Is from 0 to 0.427mm, calculated by the above formula

. Lens parameters can also be obtained by those skilled in the art using other optical simulation software

And

。

generally, the power of an LED light source is limited, if the numerical value of the illumination of light spots on a target surface is required to be large, and a single LED light source cannot meet the numerical value requirement of the illumination of the target surface, a plurality of illumination optical systems are constructed according to the scheme disclosed by the application, each illumination optical system forms light spots with uniform illumination on the target surface, the light spots formed by the plurality of illumination optical systems are overlapped with each other, and in the overlapped area, the illumination can reach a large numerical value and is uniform.

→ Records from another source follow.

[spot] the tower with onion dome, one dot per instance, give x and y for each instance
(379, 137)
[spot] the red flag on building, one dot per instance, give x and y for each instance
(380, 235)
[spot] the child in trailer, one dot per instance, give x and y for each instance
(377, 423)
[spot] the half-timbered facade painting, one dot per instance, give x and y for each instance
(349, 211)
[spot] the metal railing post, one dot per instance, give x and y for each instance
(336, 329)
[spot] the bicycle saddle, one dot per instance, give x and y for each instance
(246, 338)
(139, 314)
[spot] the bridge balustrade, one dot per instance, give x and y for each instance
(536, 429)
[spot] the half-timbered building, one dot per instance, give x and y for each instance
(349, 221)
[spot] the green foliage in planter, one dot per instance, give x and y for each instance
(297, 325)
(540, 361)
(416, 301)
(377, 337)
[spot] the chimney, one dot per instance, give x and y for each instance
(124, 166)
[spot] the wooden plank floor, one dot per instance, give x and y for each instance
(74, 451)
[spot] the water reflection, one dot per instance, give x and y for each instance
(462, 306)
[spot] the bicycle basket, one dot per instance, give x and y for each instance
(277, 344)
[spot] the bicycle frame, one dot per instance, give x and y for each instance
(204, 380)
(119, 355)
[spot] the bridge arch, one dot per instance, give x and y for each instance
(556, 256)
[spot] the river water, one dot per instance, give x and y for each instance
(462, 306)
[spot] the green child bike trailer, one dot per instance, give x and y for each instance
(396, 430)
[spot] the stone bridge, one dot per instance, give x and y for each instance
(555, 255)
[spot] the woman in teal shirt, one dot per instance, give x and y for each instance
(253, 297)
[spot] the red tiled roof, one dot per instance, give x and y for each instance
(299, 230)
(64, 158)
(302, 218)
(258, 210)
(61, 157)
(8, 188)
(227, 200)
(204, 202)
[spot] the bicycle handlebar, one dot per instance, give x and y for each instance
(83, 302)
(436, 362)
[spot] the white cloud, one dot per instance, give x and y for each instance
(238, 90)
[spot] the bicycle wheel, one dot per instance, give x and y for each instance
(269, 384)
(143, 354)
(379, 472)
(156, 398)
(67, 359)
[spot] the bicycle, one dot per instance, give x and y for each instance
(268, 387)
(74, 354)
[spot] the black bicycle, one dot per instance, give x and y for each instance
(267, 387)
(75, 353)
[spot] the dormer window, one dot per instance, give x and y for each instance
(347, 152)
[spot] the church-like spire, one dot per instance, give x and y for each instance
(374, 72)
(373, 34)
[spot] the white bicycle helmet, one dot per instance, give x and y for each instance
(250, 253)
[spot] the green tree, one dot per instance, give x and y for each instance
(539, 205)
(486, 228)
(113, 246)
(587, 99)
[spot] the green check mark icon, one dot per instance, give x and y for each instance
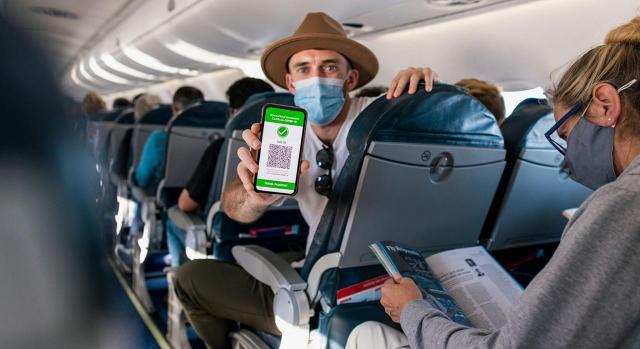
(283, 131)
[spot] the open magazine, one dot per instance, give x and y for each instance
(469, 285)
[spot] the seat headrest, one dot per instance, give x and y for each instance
(110, 116)
(206, 114)
(159, 115)
(250, 113)
(526, 126)
(126, 117)
(446, 115)
(256, 96)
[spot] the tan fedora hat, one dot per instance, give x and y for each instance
(318, 31)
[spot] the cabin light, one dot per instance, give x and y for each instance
(102, 73)
(452, 2)
(112, 63)
(153, 63)
(248, 66)
(357, 27)
(77, 81)
(85, 74)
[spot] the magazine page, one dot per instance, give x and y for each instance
(480, 286)
(399, 260)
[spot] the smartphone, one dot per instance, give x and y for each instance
(283, 130)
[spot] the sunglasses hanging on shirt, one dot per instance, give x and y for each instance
(324, 160)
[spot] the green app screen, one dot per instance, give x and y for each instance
(280, 151)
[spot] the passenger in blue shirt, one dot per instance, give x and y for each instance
(193, 197)
(149, 171)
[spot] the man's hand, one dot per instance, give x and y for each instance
(411, 76)
(395, 296)
(248, 167)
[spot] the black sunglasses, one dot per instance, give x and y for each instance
(324, 160)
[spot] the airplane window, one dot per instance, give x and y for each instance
(513, 98)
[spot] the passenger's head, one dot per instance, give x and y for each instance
(93, 104)
(184, 97)
(487, 93)
(242, 89)
(597, 86)
(319, 60)
(371, 91)
(144, 103)
(135, 98)
(121, 103)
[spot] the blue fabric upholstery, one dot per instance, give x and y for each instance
(205, 114)
(126, 117)
(531, 162)
(157, 116)
(446, 115)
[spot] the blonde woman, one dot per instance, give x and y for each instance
(588, 295)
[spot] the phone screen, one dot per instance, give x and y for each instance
(282, 135)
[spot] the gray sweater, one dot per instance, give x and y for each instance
(588, 295)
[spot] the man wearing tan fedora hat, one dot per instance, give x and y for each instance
(320, 65)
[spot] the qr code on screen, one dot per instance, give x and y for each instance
(279, 156)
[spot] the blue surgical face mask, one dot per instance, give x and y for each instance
(589, 151)
(589, 155)
(322, 98)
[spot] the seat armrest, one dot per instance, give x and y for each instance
(184, 220)
(268, 268)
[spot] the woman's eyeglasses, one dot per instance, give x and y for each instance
(560, 147)
(324, 160)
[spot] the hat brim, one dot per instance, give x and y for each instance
(275, 57)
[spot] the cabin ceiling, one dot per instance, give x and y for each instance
(117, 45)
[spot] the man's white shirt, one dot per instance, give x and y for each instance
(311, 203)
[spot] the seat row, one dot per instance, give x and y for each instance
(433, 171)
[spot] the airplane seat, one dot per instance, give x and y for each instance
(122, 124)
(422, 171)
(535, 188)
(188, 135)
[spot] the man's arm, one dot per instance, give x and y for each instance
(236, 203)
(240, 201)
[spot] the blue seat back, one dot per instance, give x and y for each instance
(534, 189)
(422, 171)
(189, 134)
(103, 125)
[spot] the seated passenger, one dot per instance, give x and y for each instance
(320, 71)
(148, 174)
(487, 93)
(121, 161)
(194, 195)
(93, 104)
(121, 103)
(587, 295)
(149, 171)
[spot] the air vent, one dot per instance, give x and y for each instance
(254, 52)
(448, 3)
(353, 28)
(54, 12)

According to the scheme disclosed by the application, a plurality of illumination optical systems are constructed, the plurality of illumination optical systems share one fly eye lens and/or one parabolic reflector and/or one point light source, light spots formed by the plurality of illumination optical systems are overlapped with each other, and in the overlapped area, the illumination intensity is still uniform, so that the plurality of illumination optical systems disclosed by the application are simply overlapped.

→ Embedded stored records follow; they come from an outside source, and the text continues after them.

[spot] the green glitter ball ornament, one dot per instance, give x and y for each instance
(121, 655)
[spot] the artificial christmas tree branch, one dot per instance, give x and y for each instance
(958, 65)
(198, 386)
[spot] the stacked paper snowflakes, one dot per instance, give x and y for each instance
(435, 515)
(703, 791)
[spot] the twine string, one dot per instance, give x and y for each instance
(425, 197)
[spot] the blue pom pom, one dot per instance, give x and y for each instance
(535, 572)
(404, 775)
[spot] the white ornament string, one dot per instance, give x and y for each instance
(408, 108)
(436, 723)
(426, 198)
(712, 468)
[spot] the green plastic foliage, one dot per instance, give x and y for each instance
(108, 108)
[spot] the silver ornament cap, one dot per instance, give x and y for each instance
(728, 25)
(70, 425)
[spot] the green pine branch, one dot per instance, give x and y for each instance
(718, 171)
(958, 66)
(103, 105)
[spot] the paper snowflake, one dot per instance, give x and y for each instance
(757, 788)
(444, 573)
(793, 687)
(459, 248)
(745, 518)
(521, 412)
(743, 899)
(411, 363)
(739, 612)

Although the present invention has been described in detail with reference to the foregoing embodiments, it will be apparent to those skilled in the art that changes may be made in the embodiments and/or equivalents thereof without departing from the spirit and scope of the invention. Any modification, equivalent replacement, or improvement made within the spirit and principle of the present invention should be included in the protection scope of the present invention.

Claims

1. A kind of uniform lighting optical system using fly-eye lens, its characteristic is:

the device comprises a point light source, a parabolic reflector, a fly-eye lens and a target surface;

the point light source is positioned on the focus of the parabolic reflector;

the target surface is vertical to the symmetry axis of the parabolic reflector;

the fly-eye lens comprises a plurality of sub-lenses;

the sub-lenses are aspherical lenses, the straight surfaces of the sub-lenses through which light passes and low-order aspheric surfaces, the straight surfaces of all the sub-lenses are in the same plane, and the plane is perpendicular to the symmetry axis of the parabolic reflector; in said plane, the sub-lenses all have a rectangular projection; the collimated light rays enter the sub-lens from the flat surface of the sub-lens;

the length-width ratio of the rectangular projection of the sub-lens is consistent with the length-width ratio of the rectangular light spot on the target surface;

the low-order aspheric surface satisfies the following expression:

wherein:

is the rise of the sub-lens curve,

is the curvature of the vertex of the low-order aspheric surface,

is the radius of the vector, and the radius of the vector,

is in the range of minus 1 to minus 5.